Replace the *same_artist* string with artist's name.

In [None]:
rules = rules[rules['antecedents'] != {same_artist}]
rules = rules[['antecedents', 'consequents', 'support', 'confidence', 'lift']]

m = rules['consequents'] == {same_artist}
rules.loc[m, ['consequents']] = (rules.loc[m, ['antecedents']].values)

# Formatting 
rules["antecedents"] = rules["antecedents"].apply(lambda x: ', '.join(list(x))).astype("unicode")
rules["consequents"] = rules["consequents"].apply(lambda x: ', '.join(list(x))).astype("unicode")
rules.rename(columns = {"antecedents" : "artist", "consequents": "next artist"}, inplace = True)

# Preview the data

rules

### 3. Exporting the data into CSV

Convert the data into a CSV for visualization in Tableau

In [None]:
rules.to_csv('rules.csv')

# Shortcomings

1. Low amount of data: Spotify's API only allows for the last 50 recently played songs to be pulled, heavily limiting the ability to gain insight from data (low support).

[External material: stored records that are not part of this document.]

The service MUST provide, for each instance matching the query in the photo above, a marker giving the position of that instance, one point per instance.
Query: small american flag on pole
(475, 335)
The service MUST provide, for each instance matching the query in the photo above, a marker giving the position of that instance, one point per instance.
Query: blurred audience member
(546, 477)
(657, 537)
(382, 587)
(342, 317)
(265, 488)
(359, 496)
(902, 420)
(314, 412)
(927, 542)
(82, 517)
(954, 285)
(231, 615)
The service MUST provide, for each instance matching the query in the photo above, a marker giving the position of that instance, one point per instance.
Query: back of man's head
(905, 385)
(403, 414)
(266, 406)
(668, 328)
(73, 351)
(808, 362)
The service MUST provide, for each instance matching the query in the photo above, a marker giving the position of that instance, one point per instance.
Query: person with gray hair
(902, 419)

2. Found trends between artists, however due to the nature of the Association Rule, A &rarr; B and B &rarr; A represent the same rule, however listening to artist B after artist A and vice versa are different. A way to work around this is having unique labels for the current and next artists (similar to the *same_artist* method in 1.4).

# Possible Uses

1. Recommendation algorithm: New Spotify feature that recommends recently played songs' artists to user in a new 'radio' mode. Different than current algorithms in its focus on the short term artist trends of a user.